Nothing about my demeanor was different from any other day, but for whatever reason customers seemed to love me! I had several ask to speak with a manager to tell them how wonderful I was. It's flattering, but funny. I do the same behaviors day in and day out and usually don't get much praise for it, but today I was a rock star! It feels good to be appreciated, for sure. I think a lot has to do with people coming in who aren't regular shoppers. Our regular customers know what a bra fitting specialist is and understand that I'm there to help with ever minute detail of their bra shopping experience. Seasonal shoppers aren't familiar with our level of service, so it seems revolutionary that someone would be there to walk them through the entire process. It's the one thing I love most about my job. The one on one connections, and they were on point today!
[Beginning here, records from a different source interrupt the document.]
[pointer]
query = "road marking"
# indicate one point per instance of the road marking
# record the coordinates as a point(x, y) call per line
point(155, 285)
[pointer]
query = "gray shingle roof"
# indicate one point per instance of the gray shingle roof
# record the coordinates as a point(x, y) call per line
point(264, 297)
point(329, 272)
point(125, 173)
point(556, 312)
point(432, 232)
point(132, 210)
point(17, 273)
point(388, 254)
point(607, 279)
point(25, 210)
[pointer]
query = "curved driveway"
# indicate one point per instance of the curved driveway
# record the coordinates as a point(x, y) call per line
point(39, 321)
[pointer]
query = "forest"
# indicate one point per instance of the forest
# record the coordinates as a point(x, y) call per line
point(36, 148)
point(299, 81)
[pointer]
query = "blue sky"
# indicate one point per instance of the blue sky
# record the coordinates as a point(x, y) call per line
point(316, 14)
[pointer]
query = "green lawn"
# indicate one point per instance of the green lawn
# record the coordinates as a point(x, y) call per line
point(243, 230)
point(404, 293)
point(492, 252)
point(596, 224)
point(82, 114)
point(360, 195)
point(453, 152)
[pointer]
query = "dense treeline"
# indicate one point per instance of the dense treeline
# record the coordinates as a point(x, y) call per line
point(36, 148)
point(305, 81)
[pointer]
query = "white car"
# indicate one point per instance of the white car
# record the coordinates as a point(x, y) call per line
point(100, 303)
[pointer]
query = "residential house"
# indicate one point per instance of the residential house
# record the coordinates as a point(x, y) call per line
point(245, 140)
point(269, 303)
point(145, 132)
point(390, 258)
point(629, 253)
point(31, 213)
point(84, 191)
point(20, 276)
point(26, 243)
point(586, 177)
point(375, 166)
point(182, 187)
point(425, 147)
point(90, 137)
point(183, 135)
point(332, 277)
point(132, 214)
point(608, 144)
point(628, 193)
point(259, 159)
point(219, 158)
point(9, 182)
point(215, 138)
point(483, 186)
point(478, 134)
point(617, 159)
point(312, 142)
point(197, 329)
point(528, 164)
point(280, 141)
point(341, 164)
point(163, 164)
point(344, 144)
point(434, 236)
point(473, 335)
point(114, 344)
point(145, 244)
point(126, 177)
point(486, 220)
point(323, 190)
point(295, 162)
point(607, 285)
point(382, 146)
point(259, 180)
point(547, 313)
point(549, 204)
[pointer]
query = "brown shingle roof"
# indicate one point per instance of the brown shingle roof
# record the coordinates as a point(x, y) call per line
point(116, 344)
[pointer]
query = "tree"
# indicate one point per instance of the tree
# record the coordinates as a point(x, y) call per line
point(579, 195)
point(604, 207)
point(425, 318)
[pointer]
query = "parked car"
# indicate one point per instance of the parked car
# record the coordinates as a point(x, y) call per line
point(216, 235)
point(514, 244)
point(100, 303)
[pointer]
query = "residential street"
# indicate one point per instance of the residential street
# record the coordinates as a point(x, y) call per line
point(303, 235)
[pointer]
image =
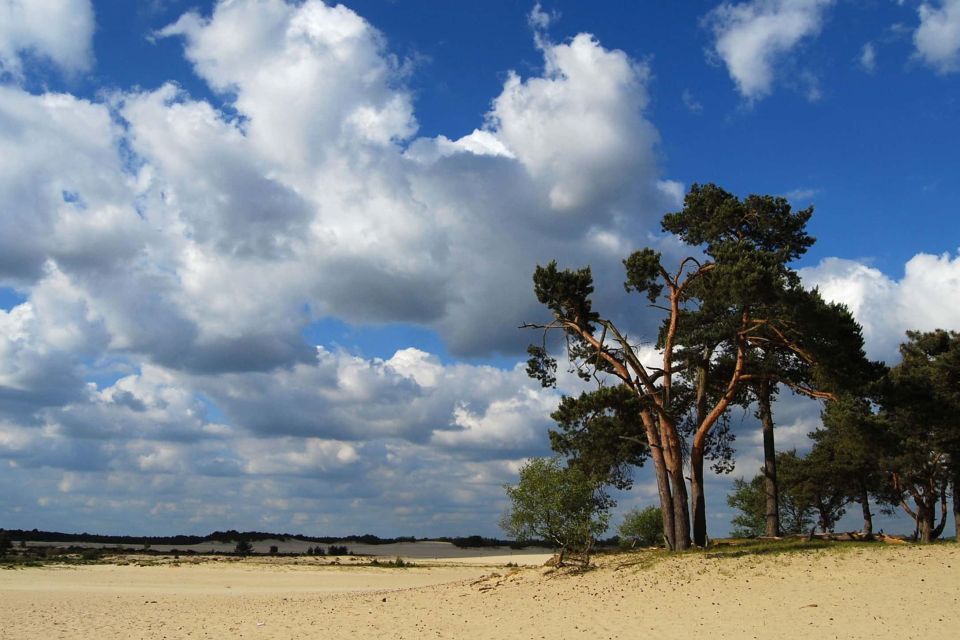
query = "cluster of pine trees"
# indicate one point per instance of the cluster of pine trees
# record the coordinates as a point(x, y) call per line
point(738, 328)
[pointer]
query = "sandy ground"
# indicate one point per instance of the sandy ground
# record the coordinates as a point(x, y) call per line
point(885, 592)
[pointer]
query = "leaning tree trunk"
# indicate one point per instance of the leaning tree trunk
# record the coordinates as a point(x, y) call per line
point(655, 443)
point(925, 517)
point(867, 516)
point(697, 499)
point(956, 504)
point(764, 399)
point(696, 496)
point(678, 488)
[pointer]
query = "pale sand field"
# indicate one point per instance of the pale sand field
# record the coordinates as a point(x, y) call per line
point(884, 592)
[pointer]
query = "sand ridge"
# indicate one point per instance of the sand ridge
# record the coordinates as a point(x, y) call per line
point(901, 592)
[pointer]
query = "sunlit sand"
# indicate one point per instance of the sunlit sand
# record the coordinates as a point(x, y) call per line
point(879, 592)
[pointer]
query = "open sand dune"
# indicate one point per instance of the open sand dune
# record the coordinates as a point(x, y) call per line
point(884, 592)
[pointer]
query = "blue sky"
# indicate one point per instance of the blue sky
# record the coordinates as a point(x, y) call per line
point(201, 195)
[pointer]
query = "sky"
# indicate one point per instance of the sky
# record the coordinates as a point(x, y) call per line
point(263, 263)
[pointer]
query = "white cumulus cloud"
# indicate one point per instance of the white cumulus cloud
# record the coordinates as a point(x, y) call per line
point(60, 31)
point(751, 38)
point(937, 38)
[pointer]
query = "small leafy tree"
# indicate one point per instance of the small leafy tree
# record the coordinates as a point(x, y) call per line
point(559, 504)
point(642, 527)
point(795, 504)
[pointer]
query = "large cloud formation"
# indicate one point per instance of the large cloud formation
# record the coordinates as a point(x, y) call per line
point(751, 38)
point(60, 31)
point(171, 252)
point(937, 38)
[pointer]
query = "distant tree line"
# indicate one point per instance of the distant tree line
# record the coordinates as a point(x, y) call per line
point(738, 328)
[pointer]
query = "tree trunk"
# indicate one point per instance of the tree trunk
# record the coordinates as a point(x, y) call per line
point(666, 499)
point(681, 514)
point(925, 521)
point(697, 499)
point(867, 516)
point(764, 399)
point(956, 503)
point(663, 479)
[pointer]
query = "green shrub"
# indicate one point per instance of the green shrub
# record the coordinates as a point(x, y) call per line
point(558, 504)
point(643, 527)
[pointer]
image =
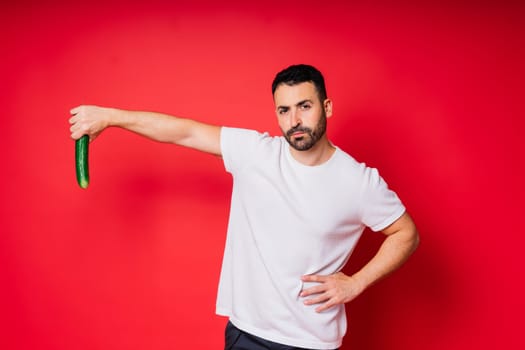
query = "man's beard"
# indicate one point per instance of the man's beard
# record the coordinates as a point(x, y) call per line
point(310, 137)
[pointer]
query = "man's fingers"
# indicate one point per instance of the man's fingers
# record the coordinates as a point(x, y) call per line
point(314, 278)
point(320, 298)
point(313, 290)
point(330, 303)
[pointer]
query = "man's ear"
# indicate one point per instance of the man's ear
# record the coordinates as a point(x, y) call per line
point(327, 104)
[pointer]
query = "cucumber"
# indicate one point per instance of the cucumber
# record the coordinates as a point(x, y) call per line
point(81, 161)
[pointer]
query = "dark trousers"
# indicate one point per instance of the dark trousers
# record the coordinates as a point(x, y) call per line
point(235, 339)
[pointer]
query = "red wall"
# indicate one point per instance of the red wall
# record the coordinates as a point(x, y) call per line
point(431, 95)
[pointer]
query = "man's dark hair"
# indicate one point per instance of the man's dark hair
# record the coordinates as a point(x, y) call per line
point(301, 73)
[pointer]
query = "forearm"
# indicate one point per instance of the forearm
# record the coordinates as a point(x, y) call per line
point(393, 252)
point(92, 120)
point(156, 126)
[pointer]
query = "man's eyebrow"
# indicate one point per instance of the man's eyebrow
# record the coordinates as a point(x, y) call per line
point(300, 103)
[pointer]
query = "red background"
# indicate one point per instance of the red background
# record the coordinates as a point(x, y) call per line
point(432, 95)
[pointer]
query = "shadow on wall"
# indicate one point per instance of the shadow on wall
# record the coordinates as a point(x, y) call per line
point(420, 300)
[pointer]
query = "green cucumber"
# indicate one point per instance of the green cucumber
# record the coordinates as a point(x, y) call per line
point(81, 161)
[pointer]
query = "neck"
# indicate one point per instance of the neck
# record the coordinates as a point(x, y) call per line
point(317, 155)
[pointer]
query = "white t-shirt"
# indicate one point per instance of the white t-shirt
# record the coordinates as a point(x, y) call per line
point(288, 220)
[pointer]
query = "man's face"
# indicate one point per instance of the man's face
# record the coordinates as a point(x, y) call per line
point(301, 114)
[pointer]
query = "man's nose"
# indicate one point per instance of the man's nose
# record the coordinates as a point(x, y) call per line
point(295, 118)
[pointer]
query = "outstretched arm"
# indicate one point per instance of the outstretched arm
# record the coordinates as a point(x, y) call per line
point(401, 241)
point(92, 120)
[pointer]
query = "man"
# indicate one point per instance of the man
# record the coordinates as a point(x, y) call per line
point(299, 205)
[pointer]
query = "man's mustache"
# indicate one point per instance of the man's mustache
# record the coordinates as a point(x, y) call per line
point(298, 128)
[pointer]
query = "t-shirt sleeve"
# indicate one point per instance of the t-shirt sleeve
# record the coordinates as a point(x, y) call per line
point(238, 147)
point(381, 206)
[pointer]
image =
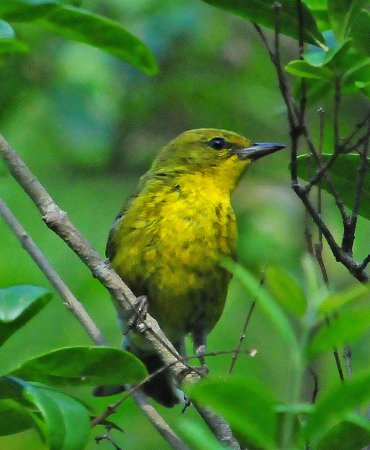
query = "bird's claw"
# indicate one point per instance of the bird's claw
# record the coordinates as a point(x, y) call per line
point(136, 322)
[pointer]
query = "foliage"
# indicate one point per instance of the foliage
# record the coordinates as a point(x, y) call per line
point(62, 421)
point(336, 420)
point(204, 67)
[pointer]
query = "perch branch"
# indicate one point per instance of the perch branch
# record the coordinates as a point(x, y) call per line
point(79, 312)
point(58, 221)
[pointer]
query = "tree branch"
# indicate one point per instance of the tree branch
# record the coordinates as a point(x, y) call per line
point(73, 305)
point(79, 312)
point(58, 221)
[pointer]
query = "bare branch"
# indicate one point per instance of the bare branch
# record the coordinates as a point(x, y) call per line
point(244, 329)
point(349, 230)
point(58, 221)
point(347, 355)
point(78, 310)
point(73, 305)
point(365, 262)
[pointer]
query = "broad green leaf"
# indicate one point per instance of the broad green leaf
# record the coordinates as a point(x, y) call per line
point(319, 9)
point(343, 173)
point(263, 13)
point(336, 300)
point(26, 10)
point(272, 309)
point(342, 13)
point(6, 31)
point(305, 70)
point(336, 405)
point(63, 421)
point(18, 304)
point(364, 87)
point(12, 46)
point(82, 26)
point(83, 366)
point(246, 404)
point(14, 418)
point(197, 438)
point(286, 290)
point(66, 421)
point(331, 57)
point(345, 329)
point(345, 436)
point(8, 43)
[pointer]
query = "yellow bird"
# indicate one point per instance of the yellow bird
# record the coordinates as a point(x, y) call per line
point(167, 241)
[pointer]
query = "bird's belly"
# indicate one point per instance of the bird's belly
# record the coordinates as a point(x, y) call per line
point(173, 257)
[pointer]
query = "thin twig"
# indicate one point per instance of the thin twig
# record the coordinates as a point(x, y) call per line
point(79, 312)
point(131, 390)
point(349, 230)
point(357, 270)
point(73, 305)
point(365, 262)
point(58, 221)
point(337, 99)
point(315, 385)
point(347, 355)
point(244, 329)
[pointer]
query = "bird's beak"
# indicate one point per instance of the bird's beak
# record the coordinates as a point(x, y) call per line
point(257, 150)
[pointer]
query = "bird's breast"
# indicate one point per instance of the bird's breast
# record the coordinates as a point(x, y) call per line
point(169, 244)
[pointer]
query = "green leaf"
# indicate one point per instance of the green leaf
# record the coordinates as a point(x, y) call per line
point(360, 31)
point(345, 329)
point(263, 13)
point(342, 13)
point(63, 421)
point(197, 438)
point(66, 421)
point(12, 46)
point(26, 10)
point(336, 405)
point(14, 418)
point(345, 436)
point(336, 300)
point(83, 366)
point(82, 26)
point(271, 308)
point(286, 290)
point(343, 173)
point(8, 43)
point(6, 31)
point(318, 57)
point(320, 11)
point(18, 304)
point(305, 70)
point(249, 407)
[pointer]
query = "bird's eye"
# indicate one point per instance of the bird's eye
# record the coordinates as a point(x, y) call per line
point(217, 143)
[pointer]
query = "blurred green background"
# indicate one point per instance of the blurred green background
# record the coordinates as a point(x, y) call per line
point(89, 125)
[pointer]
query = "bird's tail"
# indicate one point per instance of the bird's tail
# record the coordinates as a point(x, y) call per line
point(161, 387)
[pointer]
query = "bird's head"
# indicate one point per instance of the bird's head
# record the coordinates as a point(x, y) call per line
point(220, 154)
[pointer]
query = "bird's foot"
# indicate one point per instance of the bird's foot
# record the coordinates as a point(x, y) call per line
point(187, 403)
point(203, 370)
point(136, 322)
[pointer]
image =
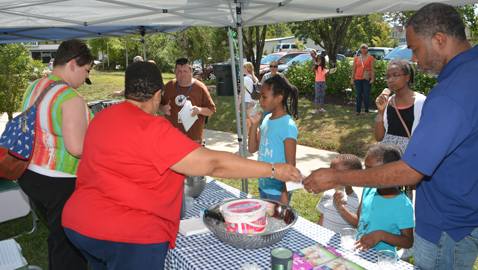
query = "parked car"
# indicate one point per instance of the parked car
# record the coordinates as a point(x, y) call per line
point(400, 52)
point(198, 73)
point(300, 59)
point(287, 47)
point(348, 52)
point(281, 59)
point(296, 60)
point(377, 52)
point(50, 65)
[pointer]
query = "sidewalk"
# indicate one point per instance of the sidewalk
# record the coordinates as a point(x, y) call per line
point(307, 159)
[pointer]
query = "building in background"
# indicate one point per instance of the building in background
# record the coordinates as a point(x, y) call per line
point(271, 43)
point(44, 52)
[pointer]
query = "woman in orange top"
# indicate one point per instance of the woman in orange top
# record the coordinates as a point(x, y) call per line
point(363, 62)
point(320, 74)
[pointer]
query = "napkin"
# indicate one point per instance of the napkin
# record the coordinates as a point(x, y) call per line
point(192, 226)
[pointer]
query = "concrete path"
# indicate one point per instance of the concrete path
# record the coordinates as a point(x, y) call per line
point(308, 159)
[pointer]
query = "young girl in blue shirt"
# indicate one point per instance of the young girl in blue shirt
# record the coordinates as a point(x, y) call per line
point(276, 138)
point(384, 219)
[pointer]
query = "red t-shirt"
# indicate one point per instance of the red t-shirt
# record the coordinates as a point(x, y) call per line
point(367, 63)
point(125, 191)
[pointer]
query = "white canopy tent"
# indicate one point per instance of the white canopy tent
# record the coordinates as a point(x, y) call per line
point(38, 14)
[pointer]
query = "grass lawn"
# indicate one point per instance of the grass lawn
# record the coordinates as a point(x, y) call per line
point(335, 130)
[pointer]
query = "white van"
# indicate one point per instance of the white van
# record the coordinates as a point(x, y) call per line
point(287, 47)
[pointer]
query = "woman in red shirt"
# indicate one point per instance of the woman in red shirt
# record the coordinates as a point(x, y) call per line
point(124, 212)
point(362, 86)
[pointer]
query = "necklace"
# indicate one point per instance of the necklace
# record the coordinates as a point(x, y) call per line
point(180, 100)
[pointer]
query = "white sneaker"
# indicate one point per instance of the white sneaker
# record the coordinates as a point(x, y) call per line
point(405, 253)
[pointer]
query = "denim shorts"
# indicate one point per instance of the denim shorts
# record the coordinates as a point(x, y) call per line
point(448, 254)
point(276, 198)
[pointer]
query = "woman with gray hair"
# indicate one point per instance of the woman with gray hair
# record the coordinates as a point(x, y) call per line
point(398, 115)
point(125, 210)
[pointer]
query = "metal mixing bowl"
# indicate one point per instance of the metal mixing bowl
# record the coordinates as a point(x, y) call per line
point(256, 240)
point(194, 185)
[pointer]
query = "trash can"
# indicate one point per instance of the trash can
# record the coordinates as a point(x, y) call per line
point(224, 83)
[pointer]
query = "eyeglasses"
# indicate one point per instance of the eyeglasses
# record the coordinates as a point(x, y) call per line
point(394, 77)
point(80, 54)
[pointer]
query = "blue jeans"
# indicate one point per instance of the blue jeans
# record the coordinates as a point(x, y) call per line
point(448, 254)
point(104, 255)
point(276, 198)
point(363, 87)
point(265, 113)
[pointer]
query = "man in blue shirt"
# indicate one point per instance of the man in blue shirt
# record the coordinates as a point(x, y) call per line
point(441, 156)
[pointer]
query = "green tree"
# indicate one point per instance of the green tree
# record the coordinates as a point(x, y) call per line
point(16, 70)
point(278, 30)
point(467, 12)
point(370, 29)
point(254, 36)
point(330, 32)
point(210, 45)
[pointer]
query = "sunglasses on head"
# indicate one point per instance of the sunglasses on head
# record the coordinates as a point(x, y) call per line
point(80, 54)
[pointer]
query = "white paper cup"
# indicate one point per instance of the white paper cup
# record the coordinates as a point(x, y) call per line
point(387, 259)
point(348, 237)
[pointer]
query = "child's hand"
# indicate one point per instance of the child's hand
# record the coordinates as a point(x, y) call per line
point(339, 200)
point(381, 102)
point(256, 118)
point(369, 240)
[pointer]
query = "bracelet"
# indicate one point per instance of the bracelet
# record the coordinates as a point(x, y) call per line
point(273, 170)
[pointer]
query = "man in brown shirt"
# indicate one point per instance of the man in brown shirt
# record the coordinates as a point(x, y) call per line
point(183, 88)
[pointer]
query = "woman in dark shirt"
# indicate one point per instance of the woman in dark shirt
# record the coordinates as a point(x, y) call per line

After work I started the even more daunting job of Christmas shopping. It never fails. I'm always stuck between two thought processes. The first being "oh my GOD, I've spent SO MUCH MONEY" and "I didn't buy enough. I didn't do enough. They need more. I'm a lousy parent. They won't be happy". Deep in my soul I know that has never been the case. Even the years we were tighter than we are now. My kids have always been grateful. I got them thoughtful/useful/personalized gifts. They'll be happy, and I need to allow myself to let go of the notion that I haven't bought them enough. It's more than enough, honestly.
When I got home, Logan was here. Annie's new boyfriend. I like him. Even more important, Snookums likes him! This boy (well, man I suppose. He's 19) is charismatic, charming, friendly, polite, so well-mannered, and pretty. He's very handsome in a delicate kind of way. Much like how I expect Keenan to look as he gets older. Soft features with a bit of a rugged edge. I can't decide if he's truly as wonderful as he seems, or if he's too good to be true and will eventually hurt Annie. It's not my place to meddle in those sorts of things, though. I'm happy if Annie's happy, and she is. Happier than she ever was with Omar, and just as happy as she was with Colin before things started to go down hill.
My knee is so bad now. I wore a knee brace all day at work, but by the end of my shift my knee had swollen to the point where the knee brace kept rolling down, and my knee was swelling over the brace. I started experiencing numbness in my foot and a shooting pain going up my thigh (I assume from the compression). I texted Snookums about it and he called and made me an appointment for tomorrow. Because I'm too stubborn to do it myself. And I'm still hoping it will resolve itself. But it probably won't. I need to come to terms with that. For tonight, I'm going to take a few hits of cannabis and luxuriate in a full 8 hours sleep. Funny how sleep becomes so much more coveted as an adult. I'd kill to have all those unwanted naps from childhood back!